Sebelum mengambil keputusan tersebut, Benny mengaku telah melakukan komunikasi dan pertemuan politik dengan sejumlah pihak, termasuk Hutri Randa. Komunikasi tersebut dilakukan dalam rangka membangun dialog, mencari titik temu, serta melihat perkembangan dinamika politik internal Partai Golkar menjelang Musyawarah Daerah (Musda) DPD II Partai Golkar Kota Sungai Penuh.
Pertemuan dan komunikasi politik dengan Hutri Randa menjadi bagian dari upaya Benny untuk membaca situasi secara lebih menyeluruh serta mempertimbangkan langkah terbaik bagi kepentingan organisasi.
Benny menegaskan bahwa keputusan untuk mundur bukan karena kehilangan semangat untuk membangun Partai Golkar. Menurutnya, kepentingan organisasi, persatuan kader, dan kondusivitas daerah harus ditempatkan di atas kepentingan pribadi maupun ambisi politik.
“Saya memilih untuk mundur demi menjaga persatuan Partai Golkar dan keamanan serta ketenangan masyarakat Kota Sungai Penuh. Jangan sampai proses Musda justru menimbulkan perpecahan yang lebih besar,” ujar Benny.
Menurut Benny, dinamika menjelang Musda telah berkembang cukup tajam. Karena itu, diperlukan sikap yang mengedepankan kedewasaan politik dan kepentingan bersama agar perbedaan pilihan tidak berubah menjadi konflik internal.
Ia berharap keputusan tersebut dapat menjadi momentum untuk menurunkan tensi politik serta membuka ruang bagi seluruh kader Golkar untuk kembali bersatu.

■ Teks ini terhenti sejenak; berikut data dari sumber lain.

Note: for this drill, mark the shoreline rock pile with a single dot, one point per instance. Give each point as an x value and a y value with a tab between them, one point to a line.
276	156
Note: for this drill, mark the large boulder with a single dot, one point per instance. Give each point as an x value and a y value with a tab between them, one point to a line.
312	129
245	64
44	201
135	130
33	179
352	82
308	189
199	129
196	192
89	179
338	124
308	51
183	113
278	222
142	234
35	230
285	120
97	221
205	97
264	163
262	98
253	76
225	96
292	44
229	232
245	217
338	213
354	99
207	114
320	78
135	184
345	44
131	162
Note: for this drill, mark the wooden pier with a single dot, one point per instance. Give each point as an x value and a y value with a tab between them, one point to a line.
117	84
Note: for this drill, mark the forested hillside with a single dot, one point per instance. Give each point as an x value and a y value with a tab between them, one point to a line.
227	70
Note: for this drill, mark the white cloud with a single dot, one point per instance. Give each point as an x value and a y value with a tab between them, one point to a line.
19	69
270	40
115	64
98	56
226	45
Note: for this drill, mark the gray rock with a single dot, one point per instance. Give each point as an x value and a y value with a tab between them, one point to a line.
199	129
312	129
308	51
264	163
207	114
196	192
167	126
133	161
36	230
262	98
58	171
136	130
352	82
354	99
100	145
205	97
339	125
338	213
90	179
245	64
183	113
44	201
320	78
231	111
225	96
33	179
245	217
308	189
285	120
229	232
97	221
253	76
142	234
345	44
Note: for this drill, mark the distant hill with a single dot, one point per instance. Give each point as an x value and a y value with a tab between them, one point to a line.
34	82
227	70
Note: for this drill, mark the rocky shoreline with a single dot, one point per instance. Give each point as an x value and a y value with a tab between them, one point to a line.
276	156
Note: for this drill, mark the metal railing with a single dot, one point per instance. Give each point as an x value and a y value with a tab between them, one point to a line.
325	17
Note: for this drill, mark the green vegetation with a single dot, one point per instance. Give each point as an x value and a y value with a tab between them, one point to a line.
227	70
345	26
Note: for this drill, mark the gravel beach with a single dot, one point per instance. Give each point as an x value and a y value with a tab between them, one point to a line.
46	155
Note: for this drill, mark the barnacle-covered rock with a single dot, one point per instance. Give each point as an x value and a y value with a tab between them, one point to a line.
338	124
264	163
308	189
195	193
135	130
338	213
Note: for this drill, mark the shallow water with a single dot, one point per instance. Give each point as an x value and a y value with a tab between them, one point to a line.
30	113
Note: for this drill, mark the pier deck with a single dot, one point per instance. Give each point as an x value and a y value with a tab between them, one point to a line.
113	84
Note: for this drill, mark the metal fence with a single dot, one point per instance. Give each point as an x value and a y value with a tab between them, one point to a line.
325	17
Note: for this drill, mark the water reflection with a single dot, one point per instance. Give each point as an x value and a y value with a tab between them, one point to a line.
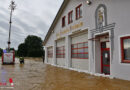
34	75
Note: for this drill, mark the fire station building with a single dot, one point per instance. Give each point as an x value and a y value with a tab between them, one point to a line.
91	35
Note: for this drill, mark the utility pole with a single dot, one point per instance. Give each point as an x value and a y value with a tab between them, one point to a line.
12	7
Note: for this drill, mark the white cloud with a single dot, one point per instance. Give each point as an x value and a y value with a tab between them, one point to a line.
31	17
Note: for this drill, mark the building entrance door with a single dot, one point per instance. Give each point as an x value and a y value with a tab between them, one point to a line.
105	57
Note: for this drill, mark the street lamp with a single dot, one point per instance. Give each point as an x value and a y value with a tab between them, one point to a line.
12	7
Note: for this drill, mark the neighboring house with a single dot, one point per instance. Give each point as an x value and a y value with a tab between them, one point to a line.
91	35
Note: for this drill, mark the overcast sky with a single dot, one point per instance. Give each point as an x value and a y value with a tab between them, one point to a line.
31	17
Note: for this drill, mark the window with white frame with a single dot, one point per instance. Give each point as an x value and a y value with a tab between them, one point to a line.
78	12
79	50
70	17
63	21
60	52
50	52
125	49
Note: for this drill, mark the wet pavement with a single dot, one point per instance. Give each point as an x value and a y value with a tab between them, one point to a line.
34	75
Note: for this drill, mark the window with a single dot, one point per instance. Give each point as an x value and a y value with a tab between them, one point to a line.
70	17
63	21
60	52
125	49
50	52
80	50
78	12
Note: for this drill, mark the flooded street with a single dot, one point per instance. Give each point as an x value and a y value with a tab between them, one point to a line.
34	75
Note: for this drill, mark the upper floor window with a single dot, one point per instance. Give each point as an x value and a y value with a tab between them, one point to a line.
70	17
79	50
125	49
63	21
78	12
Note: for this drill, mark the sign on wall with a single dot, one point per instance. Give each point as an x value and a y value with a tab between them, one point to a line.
69	29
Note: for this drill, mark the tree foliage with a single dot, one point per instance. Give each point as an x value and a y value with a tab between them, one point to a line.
32	47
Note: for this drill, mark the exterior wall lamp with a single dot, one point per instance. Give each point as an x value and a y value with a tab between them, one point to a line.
88	2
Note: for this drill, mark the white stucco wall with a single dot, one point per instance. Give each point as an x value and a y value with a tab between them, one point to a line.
60	61
118	11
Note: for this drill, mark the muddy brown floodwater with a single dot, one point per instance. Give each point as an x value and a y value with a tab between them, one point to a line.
34	75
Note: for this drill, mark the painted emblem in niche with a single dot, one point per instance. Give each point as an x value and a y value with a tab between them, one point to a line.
101	16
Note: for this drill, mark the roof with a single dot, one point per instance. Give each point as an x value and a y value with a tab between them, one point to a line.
65	2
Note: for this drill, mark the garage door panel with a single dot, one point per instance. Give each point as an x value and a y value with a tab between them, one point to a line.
79	53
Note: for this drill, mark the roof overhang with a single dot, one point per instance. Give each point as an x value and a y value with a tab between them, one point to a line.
65	2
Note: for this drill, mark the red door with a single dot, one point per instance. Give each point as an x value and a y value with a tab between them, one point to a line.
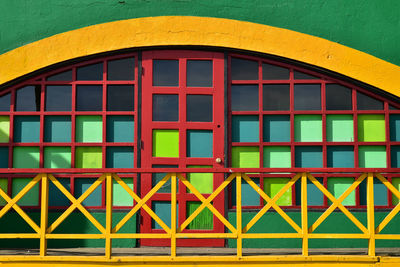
182	127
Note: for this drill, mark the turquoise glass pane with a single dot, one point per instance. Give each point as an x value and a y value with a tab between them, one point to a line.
26	129
308	156
245	129
57	129
163	210
3	157
56	197
249	196
119	157
340	156
199	144
81	185
120	129
276	128
314	196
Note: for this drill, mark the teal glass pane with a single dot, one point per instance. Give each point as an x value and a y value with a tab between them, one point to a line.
314	196
120	129
81	185
199	144
163	210
26	129
245	128
119	157
56	197
308	156
57	129
276	128
340	156
249	196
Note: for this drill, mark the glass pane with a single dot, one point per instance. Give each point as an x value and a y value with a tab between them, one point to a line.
121	69
62	76
338	97
199	108
199	73
120	97
165	108
58	97
28	98
5	102
365	102
92	72
272	72
243	69
89	97
244	97
307	97
165	72
276	97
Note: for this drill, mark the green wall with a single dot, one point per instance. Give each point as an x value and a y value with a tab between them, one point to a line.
370	26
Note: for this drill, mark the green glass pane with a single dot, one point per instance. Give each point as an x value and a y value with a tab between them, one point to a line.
245	157
203	182
204	220
308	128
89	129
26	157
371	128
166	143
273	186
31	198
4	129
120	196
277	157
338	185
57	157
4	187
339	128
88	157
372	156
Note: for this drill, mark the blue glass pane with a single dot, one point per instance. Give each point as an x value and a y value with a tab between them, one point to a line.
199	144
245	129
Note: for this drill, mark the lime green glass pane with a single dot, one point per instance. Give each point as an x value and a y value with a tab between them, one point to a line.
4	187
26	157
277	157
339	128
89	129
166	143
372	156
57	157
120	196
88	157
203	182
4	129
338	185
272	186
308	128
245	157
204	220
371	128
31	198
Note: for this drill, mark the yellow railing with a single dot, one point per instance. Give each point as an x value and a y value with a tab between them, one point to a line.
304	231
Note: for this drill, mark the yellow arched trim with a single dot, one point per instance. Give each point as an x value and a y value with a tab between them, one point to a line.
185	30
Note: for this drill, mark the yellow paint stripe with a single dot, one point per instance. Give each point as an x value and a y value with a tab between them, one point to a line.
202	31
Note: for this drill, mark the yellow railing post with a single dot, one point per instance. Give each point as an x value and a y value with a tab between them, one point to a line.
370	214
304	214
239	214
173	215
109	196
44	214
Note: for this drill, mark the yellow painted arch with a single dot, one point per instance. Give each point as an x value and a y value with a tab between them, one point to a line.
203	31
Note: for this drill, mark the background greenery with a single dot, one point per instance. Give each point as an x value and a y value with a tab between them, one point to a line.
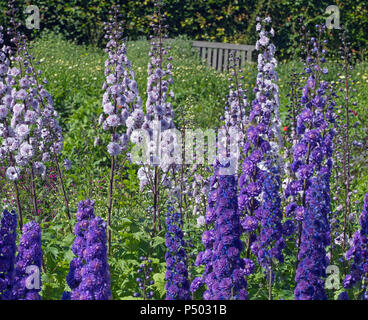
69	47
212	20
75	75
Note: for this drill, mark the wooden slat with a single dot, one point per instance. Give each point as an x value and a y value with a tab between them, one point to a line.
226	61
217	54
209	57
220	45
249	56
204	53
219	65
214	58
243	59
237	58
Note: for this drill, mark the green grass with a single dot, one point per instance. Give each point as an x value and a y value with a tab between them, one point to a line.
76	74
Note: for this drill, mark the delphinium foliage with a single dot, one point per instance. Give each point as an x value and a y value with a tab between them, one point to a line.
177	284
31	135
122	105
144	279
159	116
358	254
89	276
259	202
313	158
348	150
27	278
225	270
8	237
315	238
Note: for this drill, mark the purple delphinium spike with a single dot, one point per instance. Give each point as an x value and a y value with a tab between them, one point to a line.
85	213
121	103
8	237
270	243
312	154
262	161
144	280
95	281
27	280
311	270
225	271
177	284
358	253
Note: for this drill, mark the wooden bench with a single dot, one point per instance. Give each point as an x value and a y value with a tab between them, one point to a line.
216	54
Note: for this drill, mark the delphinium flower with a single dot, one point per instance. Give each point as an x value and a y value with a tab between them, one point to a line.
312	155
85	213
290	127
121	103
161	145
270	242
345	169
177	284
237	104
262	159
27	280
8	237
95	274
8	142
144	279
33	132
225	271
358	254
311	271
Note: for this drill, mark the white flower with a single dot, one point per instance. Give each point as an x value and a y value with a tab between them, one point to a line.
30	116
110	79
264	41
22	130
113	120
18	109
3	112
130	122
109	108
12	173
26	150
201	221
39	168
67	164
113	149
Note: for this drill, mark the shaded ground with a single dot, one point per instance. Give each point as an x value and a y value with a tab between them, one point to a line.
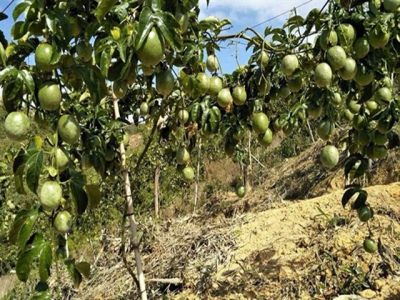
272	244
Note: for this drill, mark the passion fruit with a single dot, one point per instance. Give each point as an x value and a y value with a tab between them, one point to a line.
263	86
329	156
295	84
384	94
379	151
327	39
378	38
336	57
325	129
391	5
120	88
152	50
239	95
50	195
346	34
69	129
212	63
84	51
188	174
182	156
265	139
284	92
240	191
289	64
49	96
364	213
183	116
361	48
43	56
203	83
379	138
144	109
215	86
224	98
364	76
260	122
349	69
323	75
165	82
61	159
63	222
262	59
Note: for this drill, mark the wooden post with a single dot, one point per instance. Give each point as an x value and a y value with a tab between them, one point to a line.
196	187
157	191
248	168
130	212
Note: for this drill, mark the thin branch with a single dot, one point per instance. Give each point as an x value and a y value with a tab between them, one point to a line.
146	148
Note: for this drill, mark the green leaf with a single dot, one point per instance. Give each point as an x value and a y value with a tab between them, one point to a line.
28	80
22	227
105	60
42	296
19	180
51	22
45	261
94	81
9	71
41	286
73	272
19	9
64	23
2	53
122	50
103	8
19	29
94	194
25	259
3	16
34	169
145	25
83	268
78	193
167	23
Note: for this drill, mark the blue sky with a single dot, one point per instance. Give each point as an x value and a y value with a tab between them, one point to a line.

“Golkar adalah rumah besar kita bersama. Jangan karena perbedaan dalam memilih ketua, kita kehilangan persaudaraan dan merusak soliditas organisasi. Saya ingin Golkar tetap kuat, solid dan mampu memberikan kontribusi terbaik bagi masyarakat,” katanya.
Benny juga mengajak seluruh kader, pengurus, pimpinan kecamatan, organisasi sayap, dan seluruh elemen Partai Golkar untuk tetap menjaga soliditas serta menghormati mekanisme organisasi.

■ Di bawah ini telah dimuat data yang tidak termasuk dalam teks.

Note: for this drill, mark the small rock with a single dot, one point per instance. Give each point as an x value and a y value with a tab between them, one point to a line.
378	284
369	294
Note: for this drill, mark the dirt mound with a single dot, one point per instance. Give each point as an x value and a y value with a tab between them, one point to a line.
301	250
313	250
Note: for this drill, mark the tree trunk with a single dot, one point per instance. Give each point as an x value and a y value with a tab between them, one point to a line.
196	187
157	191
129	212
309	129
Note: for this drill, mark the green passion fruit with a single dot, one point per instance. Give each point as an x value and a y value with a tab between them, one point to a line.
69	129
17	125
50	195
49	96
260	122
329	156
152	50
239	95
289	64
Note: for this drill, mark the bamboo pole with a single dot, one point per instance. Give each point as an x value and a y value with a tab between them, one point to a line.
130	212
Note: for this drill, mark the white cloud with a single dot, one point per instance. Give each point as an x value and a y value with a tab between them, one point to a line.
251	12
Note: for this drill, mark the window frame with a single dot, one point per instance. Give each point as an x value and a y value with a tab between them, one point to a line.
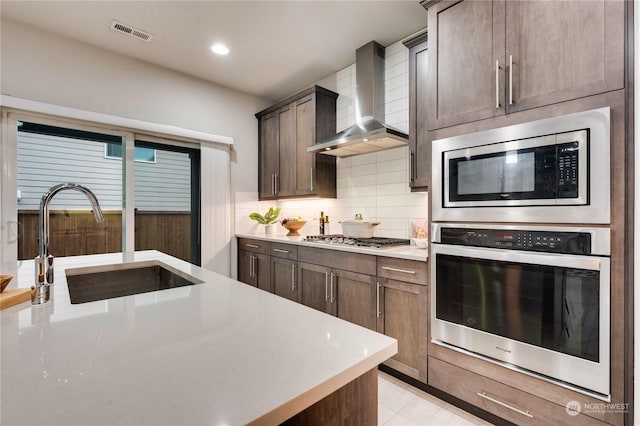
136	150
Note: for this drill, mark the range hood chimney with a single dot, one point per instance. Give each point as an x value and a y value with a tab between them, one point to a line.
370	133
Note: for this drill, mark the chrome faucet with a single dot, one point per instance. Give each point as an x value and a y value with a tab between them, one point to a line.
41	291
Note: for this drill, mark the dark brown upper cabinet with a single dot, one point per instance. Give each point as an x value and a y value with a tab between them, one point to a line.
286	130
419	146
490	58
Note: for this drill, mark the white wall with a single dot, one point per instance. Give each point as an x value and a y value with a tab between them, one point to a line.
44	67
376	184
636	279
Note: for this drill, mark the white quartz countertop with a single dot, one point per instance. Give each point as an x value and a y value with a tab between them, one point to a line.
217	353
402	252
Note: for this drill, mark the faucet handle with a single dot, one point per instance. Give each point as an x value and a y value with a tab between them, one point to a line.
39	270
49	269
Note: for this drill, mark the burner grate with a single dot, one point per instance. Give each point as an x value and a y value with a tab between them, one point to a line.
361	242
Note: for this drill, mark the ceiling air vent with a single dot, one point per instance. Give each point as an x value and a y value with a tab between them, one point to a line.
131	31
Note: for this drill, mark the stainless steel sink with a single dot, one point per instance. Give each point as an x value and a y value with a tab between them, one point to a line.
108	281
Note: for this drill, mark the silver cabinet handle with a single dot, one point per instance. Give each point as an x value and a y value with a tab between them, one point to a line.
378	300
255	268
510	79
326	286
332	299
311	178
404	271
411	166
293	277
505	405
497	84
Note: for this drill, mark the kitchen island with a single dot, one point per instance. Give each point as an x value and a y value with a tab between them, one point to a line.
215	353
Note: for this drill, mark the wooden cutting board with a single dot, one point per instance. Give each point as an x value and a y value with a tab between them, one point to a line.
13	297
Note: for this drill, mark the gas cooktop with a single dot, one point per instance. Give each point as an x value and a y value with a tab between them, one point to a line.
338	239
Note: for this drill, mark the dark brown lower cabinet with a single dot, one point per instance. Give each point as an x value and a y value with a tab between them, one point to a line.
347	295
403	314
353	297
254	264
313	281
284	279
253	269
507	402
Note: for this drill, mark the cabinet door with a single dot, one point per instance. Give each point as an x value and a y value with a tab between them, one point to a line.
353	297
269	155
403	314
245	267
262	272
286	176
283	278
419	146
305	161
562	50
466	38
313	281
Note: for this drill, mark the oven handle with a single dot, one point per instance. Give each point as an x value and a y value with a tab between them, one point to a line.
592	263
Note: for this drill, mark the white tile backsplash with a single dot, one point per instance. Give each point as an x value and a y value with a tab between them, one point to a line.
376	184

Ia menegaskan tetap menghormati seluruh proses dan keputusan organisasi yang akan berlangsung. Benny berharap Musda dapat dilaksanakan secara tertib, demokratis, sesuai ketentuan organisasi, serta menghasilkan kepemimpinan yang mampu merangkul seluruh elemen Golkar.

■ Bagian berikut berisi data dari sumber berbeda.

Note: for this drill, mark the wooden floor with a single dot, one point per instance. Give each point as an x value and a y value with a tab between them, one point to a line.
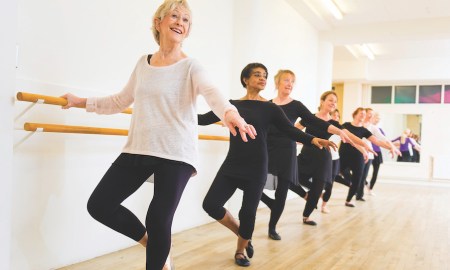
403	227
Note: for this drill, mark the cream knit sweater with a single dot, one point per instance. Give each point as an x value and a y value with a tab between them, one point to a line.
164	119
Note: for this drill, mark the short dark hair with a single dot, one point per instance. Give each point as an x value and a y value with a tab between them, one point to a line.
246	72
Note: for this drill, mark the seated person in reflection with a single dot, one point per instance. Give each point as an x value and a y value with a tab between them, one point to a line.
406	144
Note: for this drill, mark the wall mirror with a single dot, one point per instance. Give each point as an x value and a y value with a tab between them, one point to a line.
394	125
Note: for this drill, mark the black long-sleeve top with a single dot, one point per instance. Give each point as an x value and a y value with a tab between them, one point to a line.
360	132
248	160
294	110
318	132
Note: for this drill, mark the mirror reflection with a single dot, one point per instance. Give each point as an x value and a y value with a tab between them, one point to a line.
405	132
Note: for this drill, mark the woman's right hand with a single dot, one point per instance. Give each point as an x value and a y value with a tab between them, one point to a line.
74	101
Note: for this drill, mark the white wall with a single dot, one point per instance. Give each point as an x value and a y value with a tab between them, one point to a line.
89	48
397	72
8	19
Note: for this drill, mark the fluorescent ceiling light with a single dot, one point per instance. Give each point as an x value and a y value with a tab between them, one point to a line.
366	50
333	9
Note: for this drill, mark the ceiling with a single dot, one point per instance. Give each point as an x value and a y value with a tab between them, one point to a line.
392	29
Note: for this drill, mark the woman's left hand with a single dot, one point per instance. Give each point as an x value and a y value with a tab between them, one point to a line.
324	143
233	120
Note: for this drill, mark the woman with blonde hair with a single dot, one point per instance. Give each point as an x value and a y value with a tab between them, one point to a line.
163	87
283	170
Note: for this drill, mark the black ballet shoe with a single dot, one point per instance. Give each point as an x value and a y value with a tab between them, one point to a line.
249	249
349	204
309	222
241	261
274	235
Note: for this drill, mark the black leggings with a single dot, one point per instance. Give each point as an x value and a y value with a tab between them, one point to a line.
376	167
352	165
316	187
329	186
362	184
277	205
221	190
123	178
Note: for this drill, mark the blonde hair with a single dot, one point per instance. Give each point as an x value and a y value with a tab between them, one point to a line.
325	95
280	72
163	9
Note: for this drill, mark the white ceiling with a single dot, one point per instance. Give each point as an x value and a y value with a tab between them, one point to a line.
392	29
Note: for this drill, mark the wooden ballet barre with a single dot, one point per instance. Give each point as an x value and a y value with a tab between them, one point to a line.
22	96
95	130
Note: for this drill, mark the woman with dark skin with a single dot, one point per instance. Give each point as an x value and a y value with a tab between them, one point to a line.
245	166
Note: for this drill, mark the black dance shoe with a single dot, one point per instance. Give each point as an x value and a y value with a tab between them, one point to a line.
249	249
241	261
349	204
309	222
274	235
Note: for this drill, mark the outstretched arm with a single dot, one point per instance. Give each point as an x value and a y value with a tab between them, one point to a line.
232	120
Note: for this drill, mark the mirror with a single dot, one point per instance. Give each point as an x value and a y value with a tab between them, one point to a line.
394	125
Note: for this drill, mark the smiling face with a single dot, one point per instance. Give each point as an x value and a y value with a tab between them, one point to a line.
257	79
172	22
335	115
174	26
285	84
359	116
328	102
369	115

“Bagi saya, jabatan bukan tujuan utama. Yang lebih penting adalah bagaimana Golkar tetap utuh dan tidak terbelah. Saya rela mengambil langkah ini apabila keputusan tersebut dapat membantu menjaga keamanan dan persatuan,” tegasnya.
Dengan pengunduran dirinya, Benny berharap tidak ada lagi pihak yang mempertajam perbedaan. Ia mengajak seluruh kader untuk mengakhiri ketegangan dan kembali memusatkan perhatian pada masa depan Partai Golkar di Kota Sungai Penuh.
“Perbedaan pilihan adalah hal biasa dalam demokrasi. Tetapi persaudaraan dan keutuhan organisasi harus kita jaga bersama. Mari kita jadikan Musda sebagai momentum konsolidasi, bukan sumber perpecahan,” pungkas Benny.(Ung)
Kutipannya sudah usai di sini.